孔雀が尾羽を大きく扇状に広げて華麗に振る舞う美しい姿は、古来より尊厳のある鳥として崇められてきました。孔雀はあの美しい姿からは想像がつきにくいのですが、毒蛇やサソリなどを制して食べるほどの気性を持ち合わせています。古代インドでは、その気高さを称えて仏様を守る孔雀明王として奉られました。他の明王と違い、憤怒の相をとらず慈愛に満ちた表情で、毒を制する事から厄災や苦痛を取り除き浄化する女神とされ、人々の信仰の対象となりました。また、古代中国では、九徳(仏陀が備えた九つの徳)を生まれながらにして備える瑞鳥として崇められました。

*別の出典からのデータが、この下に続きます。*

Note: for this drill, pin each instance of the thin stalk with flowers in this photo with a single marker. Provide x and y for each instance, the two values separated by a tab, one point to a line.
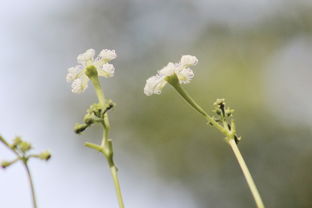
179	73
91	68
21	150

孔雀が日本に伝わったのは奈良時代のことで、日本でも毒よけ、悪よけに使われており、貴族の家に祭られ信仰の対象として扱われていました。
古来より珍獣の一つとして人々の関心を惹きつけてきた孔雀は、桃山時代の南蛮貿易が盛んな時期にも日本へ持ち込まれ、その美しい羽をあしらった貴重な装飾品などは織田信長や豊臣秀吉といった天下人達にも愛されたそうです。

衣装の図柄に広く使われだしたのは江戸時代以降の事で、災いを退ける吉祥文様として婚礼衣装の柄に現在も受け継がれています。その美しさから重厚な表現で描かれる事が多い中、この柄の孔雀は簡素化されモダンにアレンジされています。丸い輪を繋げた幾何学的な文様は古代からある基本的な文様構成の一つです。永遠に続く・どこまでも広がっていく様子から永続性を表しています。
長く厄災から身を守り、安寧に過ごせますようにという願いが込められた柄です。